Yes, just before midnight on March 29, 1848, Niagara residents accustomed to the flow of the Niagara River were awakened when the Niagara River ceased to flow. The reason - a strong south-west wind pushed the ice in Lake Erie in motion. Millions of tonnes of ice became lodged at the mouth of the Niagara River at Lake Erie blocking the channel completely. The self-made dam held the water for approximately thirty hours until the wind shifted and the pent-up weight of the water broke, forcing the Niagara River to flow again.

To prevent this from happening again and to maintain the flow of the Falls for hydro purposes, each year a nearly 3km ice boom is installed at the mouth of the Niagara River at Fort Erie.  Consisting of 22 connected steel pontoons that are anchored to the bottom of the river, the boom greatly reduces the amount of ice that enters the river.

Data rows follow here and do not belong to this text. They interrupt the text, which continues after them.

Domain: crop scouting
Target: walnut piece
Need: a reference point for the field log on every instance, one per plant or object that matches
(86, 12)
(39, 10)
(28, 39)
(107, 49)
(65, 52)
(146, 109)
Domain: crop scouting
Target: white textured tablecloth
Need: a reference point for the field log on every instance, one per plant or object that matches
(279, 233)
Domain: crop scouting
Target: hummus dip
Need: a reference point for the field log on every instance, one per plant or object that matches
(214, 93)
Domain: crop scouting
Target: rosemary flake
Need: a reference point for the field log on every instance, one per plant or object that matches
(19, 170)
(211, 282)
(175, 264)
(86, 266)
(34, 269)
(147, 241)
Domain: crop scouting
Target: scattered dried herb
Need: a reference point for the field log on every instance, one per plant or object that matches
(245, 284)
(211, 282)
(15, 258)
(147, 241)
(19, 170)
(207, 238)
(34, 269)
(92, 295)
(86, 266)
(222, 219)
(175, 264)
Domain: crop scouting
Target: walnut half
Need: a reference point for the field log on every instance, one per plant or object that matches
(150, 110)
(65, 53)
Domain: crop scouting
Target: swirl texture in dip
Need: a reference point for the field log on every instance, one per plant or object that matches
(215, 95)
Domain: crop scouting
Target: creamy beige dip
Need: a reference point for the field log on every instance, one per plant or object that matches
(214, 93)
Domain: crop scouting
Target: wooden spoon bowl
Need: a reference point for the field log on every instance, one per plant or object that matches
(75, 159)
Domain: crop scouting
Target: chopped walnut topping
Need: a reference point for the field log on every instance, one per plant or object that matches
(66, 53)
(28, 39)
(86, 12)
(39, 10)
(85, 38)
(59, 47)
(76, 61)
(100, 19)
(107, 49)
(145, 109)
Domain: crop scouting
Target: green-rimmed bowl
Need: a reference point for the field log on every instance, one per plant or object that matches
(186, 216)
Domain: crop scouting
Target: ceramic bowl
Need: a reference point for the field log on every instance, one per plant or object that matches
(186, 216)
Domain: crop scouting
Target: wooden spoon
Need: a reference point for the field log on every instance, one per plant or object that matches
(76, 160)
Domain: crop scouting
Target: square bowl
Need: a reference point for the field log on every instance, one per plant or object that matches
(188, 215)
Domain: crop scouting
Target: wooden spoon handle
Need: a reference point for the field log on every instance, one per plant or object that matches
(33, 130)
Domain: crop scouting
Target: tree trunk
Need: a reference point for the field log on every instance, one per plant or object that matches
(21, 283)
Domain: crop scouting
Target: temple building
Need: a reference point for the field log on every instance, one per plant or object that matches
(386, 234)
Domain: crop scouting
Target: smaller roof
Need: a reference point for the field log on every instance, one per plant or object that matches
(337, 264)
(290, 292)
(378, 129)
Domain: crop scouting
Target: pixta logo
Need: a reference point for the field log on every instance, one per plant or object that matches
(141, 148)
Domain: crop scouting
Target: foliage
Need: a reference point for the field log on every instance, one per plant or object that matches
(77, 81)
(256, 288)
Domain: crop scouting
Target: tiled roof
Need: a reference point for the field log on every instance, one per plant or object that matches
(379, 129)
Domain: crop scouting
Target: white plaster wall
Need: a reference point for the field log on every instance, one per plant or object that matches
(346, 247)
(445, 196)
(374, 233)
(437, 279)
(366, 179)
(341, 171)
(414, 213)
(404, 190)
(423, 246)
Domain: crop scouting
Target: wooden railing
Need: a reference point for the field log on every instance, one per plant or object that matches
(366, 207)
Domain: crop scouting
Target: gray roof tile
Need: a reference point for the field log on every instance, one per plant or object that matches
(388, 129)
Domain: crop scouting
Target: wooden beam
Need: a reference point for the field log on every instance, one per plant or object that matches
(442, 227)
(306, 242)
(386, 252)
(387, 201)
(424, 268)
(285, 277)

There was only one other time the Falls stopped flowing, from June to November of 1969.  The American Falls were stopped by the U.S. Army Corp of Engineers in order to study what actions, if any, should be taken to remove the debris at the base of the American Falls. Upon completion of the study, it was decided to let nature take its course and to do nothing about rock removal.

Above you can see on the left, what the American Falls looked like when they were turned off, and then on the right what the American Falls look like today.